6. Go Small More Often
Eating smaller and more often during the day — before your late-lunch or dinner blowout, for example — also helps to keep your metabolism in check, a must for maintaining muscle size and keeping fat stores low.
7. The After-Mass
Dip into the holiday surplus for some leftover turkey, then place it on some whole-wheat or whole-grain bread for a complete pre-workout meal. Some turkey and a yam also make for a good (and good-tasting) pre-gym boost. The slow carbs in yams and whole-grain or whole-wheat breads allow the body to maximize its glycogen stores, keeping you from crashing during a workout.
8. Don't Diss Dessert
Post-workout, knock down a whey-based protein shake and a dessert. Yes, we said dessert. When was the last time you heard us tell you to do that?
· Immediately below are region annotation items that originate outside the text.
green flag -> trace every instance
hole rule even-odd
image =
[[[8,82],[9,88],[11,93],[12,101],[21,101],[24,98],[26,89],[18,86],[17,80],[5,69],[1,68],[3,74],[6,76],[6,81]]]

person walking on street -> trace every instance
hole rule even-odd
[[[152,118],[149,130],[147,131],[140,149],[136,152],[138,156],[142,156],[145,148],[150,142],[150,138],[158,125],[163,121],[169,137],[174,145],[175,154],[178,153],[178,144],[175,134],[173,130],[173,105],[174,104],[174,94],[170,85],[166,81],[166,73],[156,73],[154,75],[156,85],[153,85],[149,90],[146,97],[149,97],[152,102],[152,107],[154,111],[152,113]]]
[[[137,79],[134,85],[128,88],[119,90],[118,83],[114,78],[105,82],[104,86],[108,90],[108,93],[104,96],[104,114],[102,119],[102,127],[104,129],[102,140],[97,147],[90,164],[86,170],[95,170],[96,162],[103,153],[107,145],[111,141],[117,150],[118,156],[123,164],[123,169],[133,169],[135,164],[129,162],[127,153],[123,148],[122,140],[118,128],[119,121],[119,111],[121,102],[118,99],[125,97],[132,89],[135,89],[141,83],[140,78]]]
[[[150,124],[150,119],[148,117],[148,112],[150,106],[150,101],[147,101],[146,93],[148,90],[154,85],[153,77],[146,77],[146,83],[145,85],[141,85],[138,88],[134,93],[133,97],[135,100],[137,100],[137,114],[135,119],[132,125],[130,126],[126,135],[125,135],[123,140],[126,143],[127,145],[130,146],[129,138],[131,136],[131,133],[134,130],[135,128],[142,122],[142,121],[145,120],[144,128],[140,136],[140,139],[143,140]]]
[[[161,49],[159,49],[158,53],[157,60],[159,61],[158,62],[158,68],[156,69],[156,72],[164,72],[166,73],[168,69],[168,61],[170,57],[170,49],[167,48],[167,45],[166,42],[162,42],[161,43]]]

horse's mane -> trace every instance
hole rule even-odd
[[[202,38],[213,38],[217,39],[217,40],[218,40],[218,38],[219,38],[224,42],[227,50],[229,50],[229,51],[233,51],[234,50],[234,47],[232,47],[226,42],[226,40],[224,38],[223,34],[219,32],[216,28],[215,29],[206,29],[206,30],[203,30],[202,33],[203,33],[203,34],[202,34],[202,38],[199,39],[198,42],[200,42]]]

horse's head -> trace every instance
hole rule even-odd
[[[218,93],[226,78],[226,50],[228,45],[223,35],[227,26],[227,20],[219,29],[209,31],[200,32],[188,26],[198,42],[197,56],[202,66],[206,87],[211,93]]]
After training, the body needs fast-digesting protein like whey to kick-start the growth process. The fast-digesting carbs in a dessert — two cookies, for instance — drive up insulin levels, which helps to build muscle and quickly replenishes glycogen, which is depleted during training.
9. Eat More - Train Hard
Building muscle requires more food, but if getting big and ripped were just a matter of shoveling turkey and pumpkin pie down your throat, we’d be a nation full of Olympia contenders.
When it comes to calories, the total number of calories is just as important as their quality. To grow, you have to eat more calories than the body needs. You really can’t micromanage the way the body grows. Bottom line is, if you’re training hard, you need to eat more to grow.